At a recent Pennsylvania Medical Marijuana Advisory Board meeting, concern was brought up by board member and medical patient advocate Diana Briggs over a cannabis-infused product called a troche, pronounced: “TROW-key.” Which she said was widely available in Pennsylvania dispensaries. She said they were “like a cough drop, some are hard, some are softer.”

However, CEO Tom Trite of Vytal Options, which was the first company to introduce cannabis-infused troches in Pennsylvania, pointed out the company’s troches are gelatin-based, a little firmer than Jello in consistency, and intended to melt under the tongue or between the cheek and gum. “They are not edibles,” said Mr. Trite to the Pittsburgh Post-Gazette, “The trouble with gummies is they’re too easy to chew,” he added, making them edible.

This brings up the confusion between edibles and chewable products, “These troches are here and they’ve been here for a year,” said Briggs, “These look very much like what I’ve bought in other states as an edible.”

Briggs is trying to end the confusion by amending the Pennsylvania Medical Marijuana Act to include cannabis edibles. Ultimately, other board members raised concerns, blocking approval. Members were concerned that if edibles were amended into law, they could get into the hands of the wrong people, specifically children, which seems to be just a good old-fashioned fear-mongering tactic as nobody has ever died of a cannabis overdose. There are way more severe substances that should be prioritized over cannabis, such as alcohol, tobacco, and opioids for example.

There was no outcome of the meeting, and the board is expected to meet again in November.

Implications Of Distinction Between What Is An Edible And What Isnt

The technical distinction between edibles and chewables is absurd, and its restrictions on product diversity are unjustified. By making a product illegal simply because it needs to be chewed before being swallowed, the state of Pennsylvania is severely limiting access to some products that could be beneficial for medical marijuana patients.

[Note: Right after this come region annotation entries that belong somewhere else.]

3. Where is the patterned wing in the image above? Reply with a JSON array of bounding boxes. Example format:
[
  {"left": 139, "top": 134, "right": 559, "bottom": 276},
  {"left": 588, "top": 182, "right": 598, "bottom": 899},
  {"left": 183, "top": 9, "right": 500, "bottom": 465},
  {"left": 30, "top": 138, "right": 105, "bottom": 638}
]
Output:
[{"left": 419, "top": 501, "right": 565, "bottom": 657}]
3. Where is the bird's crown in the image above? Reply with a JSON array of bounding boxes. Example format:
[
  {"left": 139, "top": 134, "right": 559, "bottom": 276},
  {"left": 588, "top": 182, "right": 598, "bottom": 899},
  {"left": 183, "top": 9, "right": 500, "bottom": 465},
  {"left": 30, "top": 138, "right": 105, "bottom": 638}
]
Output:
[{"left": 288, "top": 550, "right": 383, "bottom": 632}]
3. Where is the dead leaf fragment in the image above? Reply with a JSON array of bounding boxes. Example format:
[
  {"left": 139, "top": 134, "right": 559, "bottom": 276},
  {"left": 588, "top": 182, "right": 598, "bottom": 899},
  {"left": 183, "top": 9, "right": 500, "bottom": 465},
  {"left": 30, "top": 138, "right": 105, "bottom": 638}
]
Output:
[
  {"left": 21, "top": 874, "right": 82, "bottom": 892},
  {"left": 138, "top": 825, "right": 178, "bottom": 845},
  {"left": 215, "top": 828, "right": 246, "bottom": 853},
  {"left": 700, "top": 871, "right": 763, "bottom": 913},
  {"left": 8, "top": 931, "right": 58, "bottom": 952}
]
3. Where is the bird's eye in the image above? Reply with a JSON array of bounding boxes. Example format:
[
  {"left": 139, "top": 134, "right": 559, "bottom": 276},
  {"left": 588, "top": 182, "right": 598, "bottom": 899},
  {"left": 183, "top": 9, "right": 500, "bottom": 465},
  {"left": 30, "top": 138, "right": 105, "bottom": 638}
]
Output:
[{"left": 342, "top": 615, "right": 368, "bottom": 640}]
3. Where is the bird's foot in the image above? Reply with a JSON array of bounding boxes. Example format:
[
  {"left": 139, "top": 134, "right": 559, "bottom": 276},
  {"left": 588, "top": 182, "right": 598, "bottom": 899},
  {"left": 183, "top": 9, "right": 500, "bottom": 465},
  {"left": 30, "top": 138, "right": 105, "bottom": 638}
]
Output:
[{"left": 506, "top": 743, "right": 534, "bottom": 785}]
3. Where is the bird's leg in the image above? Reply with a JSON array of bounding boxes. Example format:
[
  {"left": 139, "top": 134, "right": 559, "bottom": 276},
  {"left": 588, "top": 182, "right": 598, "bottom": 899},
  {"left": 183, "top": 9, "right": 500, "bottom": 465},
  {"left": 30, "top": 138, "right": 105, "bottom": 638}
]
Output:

This technical distinction can also lead to issues with enforcement as there is no clear line between an edible and a chewable. This means that law enforcement could potentially target legitimate products if they do not comply with the state’s definition of an edible, leading to costly legal battles.

The only way to end this confusion and restriction on product diversity is for Pennsylvania to legalize all edible forms. Doing so would ensure that medical marijuana patients have access to the necessary products while protecting businesses and medical patients from potential enforcement issues. It would also be a much-needed step forward in the progress of cannabis reform in the state.

Furthermore, it would be a big step towards a more sensible and inclusive cannabis policy in Pennsylvania, which is something that all residents should support. Legalizing edibles is not only important for medical marijuana users but also for recreational consumers who are looking to enjoy their cannabis responsibly. It’s time for Pennsylvania to stop debating the technical distinction between edibles and chewables and take action to legalize all edible forms of cannabis.